Cardinal George Pell has lost his appeal against a child sexual abuse conviction at the Australian Supreme Court in Victoria on Wednesday.
In a brief statement after the verdict was delivered, the Vatican said it "recalls that the Cardinal has always maintained his innocence" and that "it is his right to appeal to the High Court".
It made no mention of defrocking the 77-year-old as has happened with other Catholic Church leaders who have been found guilty of child sex abuse.
"While reiterating its respect for the Australian judicial system, as stated on 26 February after the first instance verdict was announced, the Holy See acknowledges the court's decision to dismiss Cardinal Pell's appeal," the statement reads.
"As the proceedings continue to develop, the Holy See recalls that the Cardinal has always maintained his innocence throughout the judicial process and that it is his right to appeal to the High Court.
"At this time, together with the Church in Australia, the Holy See confirms its closeness to the victims of sexual abuse and its commitment to pursue, through the competent ecclesiastical authorities, those members of the clergy who commit such abuse."
Cardinal Pell is the most senior Catholic cleric to have been convicted of child sexual abuse. He was sentenced to six years in prison by Melbourne county court earlier this year after being found guilty in December of one count of sexual penetration of a child under 16 and four counts of committing an indecent act with a child.
Court of Appeal Chief Justice Anne Ferguson concluded that the witness's account was credible.
"Throughout his evidence, [the complainant] came across as someone who was telling the truth," she said.
"He did not seek to embellish his evidence or tailor it in a manner favourable to the prosecution.
"As might have been expected, there were some things which he could remember and many things which he could not. And his explanations of why that was so had the ring of truth."
The President of the Australian Catholic Bishops Conference, Archbishop Mark Coleridge, said his thoughts were with the victims of abuse.
"This has been and remains a most difficult time for survivors of child sexual abuse and those who support them," he said.
"We acknowledge the pain that those abused by clergy have experienced through the long process of the trials and appeal of Cardinal Pell.
"We also acknowledge that this judgment will be distressing to many people."
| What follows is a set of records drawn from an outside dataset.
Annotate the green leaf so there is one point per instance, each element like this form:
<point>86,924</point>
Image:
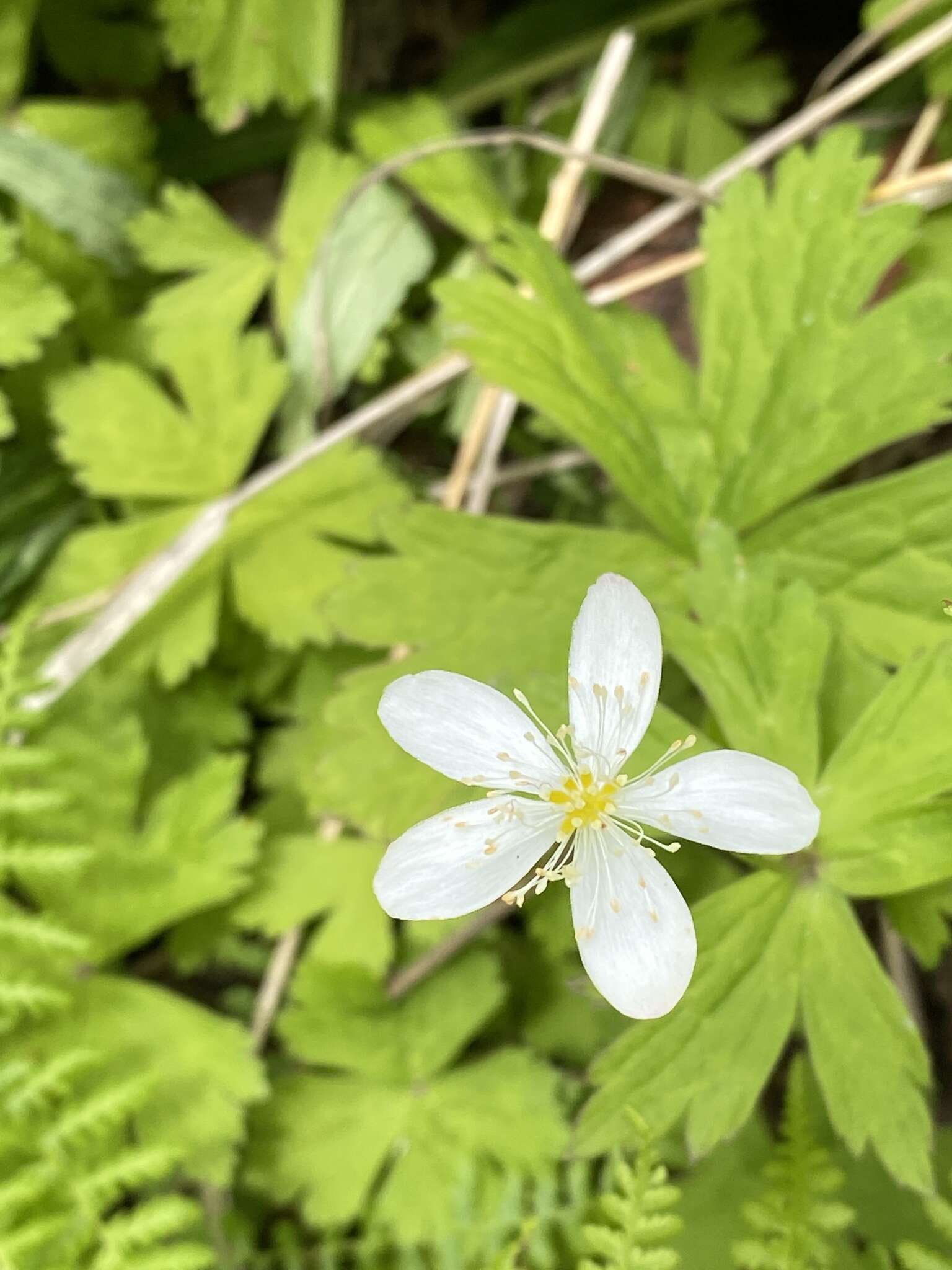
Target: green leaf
<point>71,193</point>
<point>868,1059</point>
<point>226,270</point>
<point>340,494</point>
<point>323,1140</point>
<point>358,277</point>
<point>894,756</point>
<point>127,437</point>
<point>201,1066</point>
<point>881,554</point>
<point>15,25</point>
<point>339,1016</point>
<point>118,135</point>
<point>894,854</point>
<point>97,42</point>
<point>568,362</point>
<point>920,917</point>
<point>725,79</point>
<point>735,1019</point>
<point>456,184</point>
<point>783,296</point>
<point>311,877</point>
<point>247,54</point>
<point>757,652</point>
<point>32,308</point>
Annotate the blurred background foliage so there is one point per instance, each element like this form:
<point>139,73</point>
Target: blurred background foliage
<point>215,1048</point>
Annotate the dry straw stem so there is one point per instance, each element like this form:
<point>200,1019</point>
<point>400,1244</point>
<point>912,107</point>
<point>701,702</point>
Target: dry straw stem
<point>919,139</point>
<point>865,43</point>
<point>495,408</point>
<point>151,580</point>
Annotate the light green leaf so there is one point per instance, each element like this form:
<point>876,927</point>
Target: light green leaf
<point>305,877</point>
<point>342,494</point>
<point>757,652</point>
<point>868,1059</point>
<point>323,1140</point>
<point>127,437</point>
<point>922,920</point>
<point>202,1067</point>
<point>881,553</point>
<point>118,135</point>
<point>32,309</point>
<point>192,854</point>
<point>734,1018</point>
<point>456,184</point>
<point>894,854</point>
<point>895,756</point>
<point>89,202</point>
<point>247,54</point>
<point>358,280</point>
<point>796,380</point>
<point>339,1016</point>
<point>226,270</point>
<point>568,362</point>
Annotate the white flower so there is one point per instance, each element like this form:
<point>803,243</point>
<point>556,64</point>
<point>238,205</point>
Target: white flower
<point>565,791</point>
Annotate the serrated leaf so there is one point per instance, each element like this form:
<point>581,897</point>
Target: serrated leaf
<point>735,1016</point>
<point>305,877</point>
<point>343,493</point>
<point>894,854</point>
<point>340,1016</point>
<point>819,385</point>
<point>32,308</point>
<point>868,1059</point>
<point>880,554</point>
<point>71,193</point>
<point>456,184</point>
<point>201,1066</point>
<point>361,269</point>
<point>247,54</point>
<point>895,737</point>
<point>566,361</point>
<point>757,652</point>
<point>226,270</point>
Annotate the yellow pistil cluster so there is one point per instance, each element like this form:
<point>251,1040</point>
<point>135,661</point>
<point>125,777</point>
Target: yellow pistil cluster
<point>587,802</point>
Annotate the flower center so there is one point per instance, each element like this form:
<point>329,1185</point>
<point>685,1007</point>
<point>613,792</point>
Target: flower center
<point>587,802</point>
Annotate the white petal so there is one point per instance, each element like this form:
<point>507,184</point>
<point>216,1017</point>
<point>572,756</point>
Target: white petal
<point>726,799</point>
<point>464,859</point>
<point>615,668</point>
<point>633,928</point>
<point>467,730</point>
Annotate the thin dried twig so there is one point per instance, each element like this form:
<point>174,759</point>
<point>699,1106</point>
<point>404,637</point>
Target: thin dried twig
<point>495,408</point>
<point>865,43</point>
<point>799,126</point>
<point>442,953</point>
<point>281,963</point>
<point>919,139</point>
<point>148,585</point>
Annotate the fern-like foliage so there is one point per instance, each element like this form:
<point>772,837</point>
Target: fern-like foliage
<point>637,1223</point>
<point>798,1220</point>
<point>71,1169</point>
<point>76,1192</point>
<point>915,1256</point>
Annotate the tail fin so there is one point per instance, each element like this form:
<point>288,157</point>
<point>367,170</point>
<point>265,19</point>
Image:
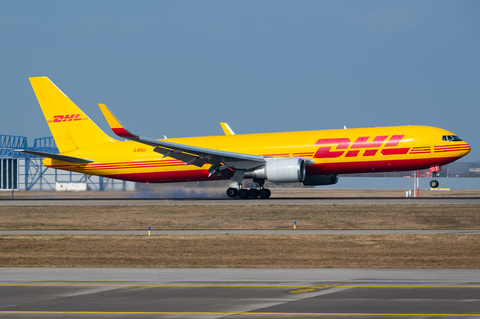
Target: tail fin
<point>71,128</point>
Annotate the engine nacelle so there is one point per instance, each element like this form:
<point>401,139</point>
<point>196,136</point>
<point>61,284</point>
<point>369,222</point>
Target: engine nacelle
<point>320,180</point>
<point>281,170</point>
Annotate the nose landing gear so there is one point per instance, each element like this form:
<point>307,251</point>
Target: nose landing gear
<point>434,183</point>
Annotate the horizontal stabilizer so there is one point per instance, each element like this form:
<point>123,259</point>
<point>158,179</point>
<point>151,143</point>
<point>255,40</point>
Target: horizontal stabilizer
<point>64,158</point>
<point>226,128</point>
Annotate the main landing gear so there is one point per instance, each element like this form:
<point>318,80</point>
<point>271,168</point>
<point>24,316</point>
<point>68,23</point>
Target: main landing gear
<point>434,183</point>
<point>250,193</point>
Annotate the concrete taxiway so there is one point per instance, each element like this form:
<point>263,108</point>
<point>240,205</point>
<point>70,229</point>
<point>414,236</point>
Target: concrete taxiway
<point>230,201</point>
<point>238,293</point>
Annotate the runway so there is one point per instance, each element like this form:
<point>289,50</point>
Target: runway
<point>238,293</point>
<point>230,201</point>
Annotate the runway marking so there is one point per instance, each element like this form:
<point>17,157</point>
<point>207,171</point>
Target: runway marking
<point>301,288</point>
<point>320,287</point>
<point>173,286</point>
<point>245,313</point>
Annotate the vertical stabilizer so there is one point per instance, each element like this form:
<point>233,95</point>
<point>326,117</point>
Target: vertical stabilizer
<point>71,128</point>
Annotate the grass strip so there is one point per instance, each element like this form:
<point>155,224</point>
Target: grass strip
<point>250,251</point>
<point>180,217</point>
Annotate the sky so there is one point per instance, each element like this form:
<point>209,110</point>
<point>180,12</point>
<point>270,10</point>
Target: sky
<point>178,68</point>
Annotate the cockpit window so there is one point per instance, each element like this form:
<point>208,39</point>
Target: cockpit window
<point>451,138</point>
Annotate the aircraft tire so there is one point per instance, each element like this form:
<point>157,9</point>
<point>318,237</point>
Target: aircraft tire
<point>253,193</point>
<point>243,193</point>
<point>265,193</point>
<point>232,192</point>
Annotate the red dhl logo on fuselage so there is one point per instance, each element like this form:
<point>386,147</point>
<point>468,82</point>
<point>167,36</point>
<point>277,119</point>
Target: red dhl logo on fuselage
<point>345,146</point>
<point>66,118</point>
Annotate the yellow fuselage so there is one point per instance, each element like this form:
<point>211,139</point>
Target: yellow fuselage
<point>376,149</point>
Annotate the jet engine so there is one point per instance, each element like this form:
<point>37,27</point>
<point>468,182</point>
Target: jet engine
<point>280,170</point>
<point>320,180</point>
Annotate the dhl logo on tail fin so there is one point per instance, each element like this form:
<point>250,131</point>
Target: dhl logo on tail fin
<point>67,118</point>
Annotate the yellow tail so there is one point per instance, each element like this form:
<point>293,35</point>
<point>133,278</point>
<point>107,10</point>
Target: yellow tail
<point>71,128</point>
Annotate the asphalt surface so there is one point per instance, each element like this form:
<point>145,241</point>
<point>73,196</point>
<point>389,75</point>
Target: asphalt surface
<point>238,293</point>
<point>230,201</point>
<point>240,232</point>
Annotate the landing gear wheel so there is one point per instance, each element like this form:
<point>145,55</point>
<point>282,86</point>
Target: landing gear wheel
<point>265,193</point>
<point>232,192</point>
<point>243,193</point>
<point>253,193</point>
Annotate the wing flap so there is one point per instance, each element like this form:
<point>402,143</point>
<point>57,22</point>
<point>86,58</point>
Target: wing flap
<point>189,154</point>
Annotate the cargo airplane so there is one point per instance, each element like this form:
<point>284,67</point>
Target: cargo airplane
<point>310,157</point>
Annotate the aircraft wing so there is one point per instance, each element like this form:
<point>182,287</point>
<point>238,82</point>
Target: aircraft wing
<point>64,158</point>
<point>222,162</point>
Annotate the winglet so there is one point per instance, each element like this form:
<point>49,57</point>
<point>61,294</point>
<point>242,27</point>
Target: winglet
<point>115,124</point>
<point>227,129</point>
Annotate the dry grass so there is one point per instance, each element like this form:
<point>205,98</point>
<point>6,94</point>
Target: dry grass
<point>180,191</point>
<point>251,251</point>
<point>241,217</point>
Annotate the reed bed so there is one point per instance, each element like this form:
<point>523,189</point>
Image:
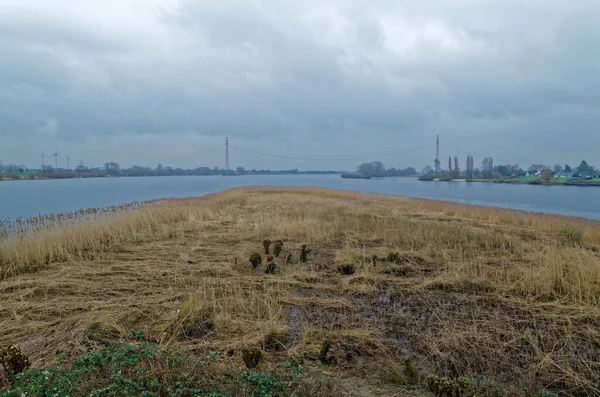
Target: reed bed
<point>506,299</point>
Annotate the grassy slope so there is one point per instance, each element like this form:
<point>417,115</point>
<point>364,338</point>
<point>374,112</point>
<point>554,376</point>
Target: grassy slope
<point>507,299</point>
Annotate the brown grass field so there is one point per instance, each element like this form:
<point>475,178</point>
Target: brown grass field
<point>506,299</point>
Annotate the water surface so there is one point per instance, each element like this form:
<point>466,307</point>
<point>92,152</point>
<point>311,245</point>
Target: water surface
<point>28,198</point>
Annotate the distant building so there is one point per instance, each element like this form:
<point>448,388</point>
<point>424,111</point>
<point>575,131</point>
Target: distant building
<point>563,174</point>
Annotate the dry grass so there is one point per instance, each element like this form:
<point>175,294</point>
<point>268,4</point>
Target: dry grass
<point>472,290</point>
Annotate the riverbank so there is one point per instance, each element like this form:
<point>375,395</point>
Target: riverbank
<point>554,182</point>
<point>390,296</point>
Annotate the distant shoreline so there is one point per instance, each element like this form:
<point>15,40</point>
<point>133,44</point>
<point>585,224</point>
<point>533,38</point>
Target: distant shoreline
<point>577,182</point>
<point>38,178</point>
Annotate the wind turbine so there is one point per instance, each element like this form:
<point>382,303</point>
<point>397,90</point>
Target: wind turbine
<point>43,161</point>
<point>56,156</point>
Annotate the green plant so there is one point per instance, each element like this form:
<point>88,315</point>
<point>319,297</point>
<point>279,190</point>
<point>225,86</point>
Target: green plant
<point>324,357</point>
<point>347,270</point>
<point>255,260</point>
<point>267,245</point>
<point>251,356</point>
<point>278,248</point>
<point>304,253</point>
<point>271,268</point>
<point>275,339</point>
<point>13,360</point>
<point>445,387</point>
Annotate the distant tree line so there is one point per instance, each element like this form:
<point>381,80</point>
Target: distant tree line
<point>114,169</point>
<point>490,171</point>
<point>377,169</point>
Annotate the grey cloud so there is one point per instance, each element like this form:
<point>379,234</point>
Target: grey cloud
<point>511,79</point>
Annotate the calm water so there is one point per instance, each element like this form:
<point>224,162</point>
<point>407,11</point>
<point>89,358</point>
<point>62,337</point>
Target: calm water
<point>27,198</point>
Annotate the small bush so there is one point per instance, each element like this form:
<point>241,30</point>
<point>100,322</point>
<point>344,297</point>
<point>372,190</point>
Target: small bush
<point>277,248</point>
<point>347,270</point>
<point>571,234</point>
<point>251,356</point>
<point>275,339</point>
<point>13,360</point>
<point>411,372</point>
<point>445,387</point>
<point>304,253</point>
<point>271,268</point>
<point>255,260</point>
<point>324,354</point>
<point>267,245</point>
Following a two-year investigation, Cardinal Pell was charged in June 2017 with multiple counts of "historical sexual assault offences". The charges dated back to 1996 when he was serving as Archbishop of Melbourne. He was accused of sexually abusing two 13-year-old choirboys during this time.
Cardinal Pell was serving as Vatican treasurer in Rome when the charges were first brought against him, prompting his return to Australia.
He was placed under "precautionary measures" by the Catholic Church, which included the prohibition "from exercising public ministry and from having any voluntary contact whatsoever with minors".
In a statement at the time, the Cardinal said he was innocent of the charges and that "the whole idea of sexual abuse is abhorrent to me". He pleaded "not guilty" in court.
His lawyers have 28 days to file a final appeal against his conviction.